Almeno dal primo Settecento è attestato il convergere sul santuario di S. Abaco di una grande venerazione, che vi convogliava ogni anno in occasione della festa (19 gennaio) una folla di fedeli dalle comunità vicine e, pur tra alti e bassi del fervore devozionale, ne faceva un punto di incontro e di aggregazione, sul cui controllo si sviluppò una tensione tra autonomia e parrocchialità. La svolta nella conduzione del santuario attuata nel 1736 dall’intervento accentratore di don Gaspare Forto, che puntò a ricondurre S. Abaco sotto il diretto controllo del parroco, ne segnò la gestione con un’impronta marcatamente parrocchiale rispetto a una vita più autonoma che pare aver avuto in precedenza. Nei decenni centrali del Settecento la situazione si stabilizzò in una sorta di compromesso tra iniziativa laicale e supervisione ecclesiastica, che agirono in accordo anche in occasione di opere edilizie negli anni 1765-70. L’intervento di don Forto aveva probabilmente anche relegato in un ruolo marginale la tradizionale presenza a S. Abaco dell’eremita, singolare figura di asceta e custode del santuario (tra Sette e Ottocento se ne conoscono tre: Antonio Bertolotto, Tommaso Gollier e Michele Rocco Carnino), escluso da funzioni gestionali anche per via della conduzione del santuario affidata a un priore a tempo indeterminato (nei decenni centrali del Settecento si ebbe il rettorato quasi trentennale di Giovanni Battista Putero).

Bibliografia

D. VOTA, Un prete e la sua comunità. Gaspare Forto e la parrocchia di Caselette all’inizio del Settecento, Ldc 1989.

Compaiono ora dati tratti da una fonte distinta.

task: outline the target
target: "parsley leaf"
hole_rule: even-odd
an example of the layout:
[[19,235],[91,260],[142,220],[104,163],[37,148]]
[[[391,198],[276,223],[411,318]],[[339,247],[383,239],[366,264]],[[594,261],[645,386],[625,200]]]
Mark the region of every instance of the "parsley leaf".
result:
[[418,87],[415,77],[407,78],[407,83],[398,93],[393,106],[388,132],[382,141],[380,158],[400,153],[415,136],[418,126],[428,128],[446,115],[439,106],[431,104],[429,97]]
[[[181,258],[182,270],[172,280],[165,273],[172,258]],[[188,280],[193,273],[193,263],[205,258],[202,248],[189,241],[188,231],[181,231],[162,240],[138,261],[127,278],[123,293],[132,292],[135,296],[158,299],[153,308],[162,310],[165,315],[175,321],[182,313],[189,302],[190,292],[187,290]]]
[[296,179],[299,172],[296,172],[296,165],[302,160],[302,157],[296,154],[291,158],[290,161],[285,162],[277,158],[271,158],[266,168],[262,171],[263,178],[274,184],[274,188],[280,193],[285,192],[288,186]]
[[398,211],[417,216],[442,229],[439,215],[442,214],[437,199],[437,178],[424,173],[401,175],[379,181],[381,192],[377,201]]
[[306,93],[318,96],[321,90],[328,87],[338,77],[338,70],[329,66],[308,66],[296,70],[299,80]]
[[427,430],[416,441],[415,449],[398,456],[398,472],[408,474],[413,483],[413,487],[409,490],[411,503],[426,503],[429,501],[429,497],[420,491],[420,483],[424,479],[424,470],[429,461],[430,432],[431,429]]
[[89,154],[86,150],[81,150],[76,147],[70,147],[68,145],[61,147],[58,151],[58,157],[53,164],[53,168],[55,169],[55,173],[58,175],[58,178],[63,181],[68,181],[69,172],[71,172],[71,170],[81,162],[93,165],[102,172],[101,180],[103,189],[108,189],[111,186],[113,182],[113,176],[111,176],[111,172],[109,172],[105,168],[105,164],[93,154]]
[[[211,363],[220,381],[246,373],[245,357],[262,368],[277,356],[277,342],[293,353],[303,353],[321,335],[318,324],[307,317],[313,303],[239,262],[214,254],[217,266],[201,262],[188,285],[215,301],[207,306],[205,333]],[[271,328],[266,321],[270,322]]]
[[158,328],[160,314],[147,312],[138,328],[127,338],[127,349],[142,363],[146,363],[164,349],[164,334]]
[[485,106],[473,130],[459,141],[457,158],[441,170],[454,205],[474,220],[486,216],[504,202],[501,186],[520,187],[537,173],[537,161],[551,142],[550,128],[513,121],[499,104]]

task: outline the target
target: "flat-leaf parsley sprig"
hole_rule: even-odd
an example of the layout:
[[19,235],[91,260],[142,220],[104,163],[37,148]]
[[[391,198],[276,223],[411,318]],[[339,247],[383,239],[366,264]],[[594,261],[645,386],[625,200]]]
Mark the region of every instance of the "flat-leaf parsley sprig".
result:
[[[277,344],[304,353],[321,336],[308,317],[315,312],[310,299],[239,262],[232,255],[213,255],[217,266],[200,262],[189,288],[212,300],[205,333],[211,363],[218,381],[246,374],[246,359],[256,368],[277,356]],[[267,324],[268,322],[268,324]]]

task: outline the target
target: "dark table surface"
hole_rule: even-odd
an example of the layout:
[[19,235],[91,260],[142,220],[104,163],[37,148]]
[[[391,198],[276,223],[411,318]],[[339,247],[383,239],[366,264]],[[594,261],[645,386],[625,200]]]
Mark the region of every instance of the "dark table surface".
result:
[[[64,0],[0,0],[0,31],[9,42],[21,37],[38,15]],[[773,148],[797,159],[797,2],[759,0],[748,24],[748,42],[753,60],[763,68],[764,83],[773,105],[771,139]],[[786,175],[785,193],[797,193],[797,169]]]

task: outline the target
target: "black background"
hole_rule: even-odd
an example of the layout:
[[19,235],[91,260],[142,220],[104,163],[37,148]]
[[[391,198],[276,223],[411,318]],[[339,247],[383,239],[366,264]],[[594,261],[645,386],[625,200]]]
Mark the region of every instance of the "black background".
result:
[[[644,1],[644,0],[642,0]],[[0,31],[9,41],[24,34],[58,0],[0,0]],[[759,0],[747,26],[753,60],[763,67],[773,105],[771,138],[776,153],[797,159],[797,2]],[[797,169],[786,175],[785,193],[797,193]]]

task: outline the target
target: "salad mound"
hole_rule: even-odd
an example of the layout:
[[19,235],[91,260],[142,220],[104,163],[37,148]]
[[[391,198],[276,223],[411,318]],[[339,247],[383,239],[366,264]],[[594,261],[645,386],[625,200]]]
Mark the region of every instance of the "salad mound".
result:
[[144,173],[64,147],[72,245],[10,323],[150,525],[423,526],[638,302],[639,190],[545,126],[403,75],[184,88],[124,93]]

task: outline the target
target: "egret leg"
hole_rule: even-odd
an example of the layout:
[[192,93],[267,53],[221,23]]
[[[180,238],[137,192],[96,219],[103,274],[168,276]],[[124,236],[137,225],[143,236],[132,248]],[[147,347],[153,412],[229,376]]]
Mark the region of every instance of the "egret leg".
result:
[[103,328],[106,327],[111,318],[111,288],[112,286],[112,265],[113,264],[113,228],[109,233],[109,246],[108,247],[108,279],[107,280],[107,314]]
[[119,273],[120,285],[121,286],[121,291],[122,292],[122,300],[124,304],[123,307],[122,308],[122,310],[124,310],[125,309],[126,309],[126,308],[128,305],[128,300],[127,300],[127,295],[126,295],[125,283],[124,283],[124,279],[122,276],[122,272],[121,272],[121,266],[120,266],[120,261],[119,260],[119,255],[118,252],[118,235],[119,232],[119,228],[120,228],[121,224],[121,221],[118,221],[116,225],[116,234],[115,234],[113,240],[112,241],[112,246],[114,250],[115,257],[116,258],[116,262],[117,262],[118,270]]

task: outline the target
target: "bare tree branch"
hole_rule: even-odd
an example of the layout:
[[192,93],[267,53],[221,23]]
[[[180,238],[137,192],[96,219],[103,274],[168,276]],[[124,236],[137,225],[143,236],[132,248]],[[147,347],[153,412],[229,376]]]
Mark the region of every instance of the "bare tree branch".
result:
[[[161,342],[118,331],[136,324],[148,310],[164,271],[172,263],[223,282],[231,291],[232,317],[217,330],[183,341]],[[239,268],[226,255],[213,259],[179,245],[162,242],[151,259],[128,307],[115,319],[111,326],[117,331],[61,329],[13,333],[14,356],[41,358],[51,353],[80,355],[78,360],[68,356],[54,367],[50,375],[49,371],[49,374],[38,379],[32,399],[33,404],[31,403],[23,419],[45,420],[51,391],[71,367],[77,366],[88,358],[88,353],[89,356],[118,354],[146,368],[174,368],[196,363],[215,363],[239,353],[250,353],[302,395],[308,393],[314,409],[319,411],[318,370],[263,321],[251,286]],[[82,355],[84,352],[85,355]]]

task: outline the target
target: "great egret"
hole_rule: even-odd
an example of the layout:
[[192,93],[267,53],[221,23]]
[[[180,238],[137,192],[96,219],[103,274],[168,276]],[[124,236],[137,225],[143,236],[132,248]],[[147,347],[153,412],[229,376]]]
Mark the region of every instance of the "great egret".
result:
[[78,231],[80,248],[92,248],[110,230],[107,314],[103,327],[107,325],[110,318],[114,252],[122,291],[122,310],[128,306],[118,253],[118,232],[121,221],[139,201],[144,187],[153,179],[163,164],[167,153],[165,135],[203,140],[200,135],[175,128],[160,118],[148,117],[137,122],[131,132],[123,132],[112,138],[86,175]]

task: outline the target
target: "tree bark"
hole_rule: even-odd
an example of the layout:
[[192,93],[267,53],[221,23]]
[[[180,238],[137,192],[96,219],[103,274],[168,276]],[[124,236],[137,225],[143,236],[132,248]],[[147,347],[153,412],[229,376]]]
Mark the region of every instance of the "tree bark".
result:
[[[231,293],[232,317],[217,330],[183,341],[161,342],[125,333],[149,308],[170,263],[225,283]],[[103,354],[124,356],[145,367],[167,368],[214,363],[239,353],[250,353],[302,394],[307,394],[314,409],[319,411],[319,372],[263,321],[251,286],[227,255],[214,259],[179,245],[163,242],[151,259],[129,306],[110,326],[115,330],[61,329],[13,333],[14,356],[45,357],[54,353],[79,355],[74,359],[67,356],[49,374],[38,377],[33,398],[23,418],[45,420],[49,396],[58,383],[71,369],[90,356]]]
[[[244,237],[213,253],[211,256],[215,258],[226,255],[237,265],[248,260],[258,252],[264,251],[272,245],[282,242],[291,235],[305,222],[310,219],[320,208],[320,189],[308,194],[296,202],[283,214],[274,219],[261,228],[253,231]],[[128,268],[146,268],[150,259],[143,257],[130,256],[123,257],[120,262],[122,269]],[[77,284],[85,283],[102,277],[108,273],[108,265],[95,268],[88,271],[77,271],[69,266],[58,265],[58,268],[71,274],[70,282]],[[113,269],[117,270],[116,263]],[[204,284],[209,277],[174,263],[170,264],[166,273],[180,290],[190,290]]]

D. VOTA, Il santuario di S. Abaco e la comunità di Caselette tra Sette e Ottocento, in Mario, Marta, Audiface e Abaco martiri venerati nel santuario di Caselette, Alpignano 1993, pp. 157-203, in part. pp. 161-178.

L. PATRIA, “Homines Caselletarum”. Uomini di Caselette. Origine e affermazione di una comunità, in Caselette. Uomini e ambienti ai piedi del Musiné dalle origini all’Ottocento, Borgone 1999, pp. 75-227, in part. pp. 190-227.

R. SAVARINO, Storia religiosa di Caselette, in Caselette. Uomini e ambienti ai piedi del Musiné dalle origini all’Ottocento, Borgone 1999, pp. 276 ss.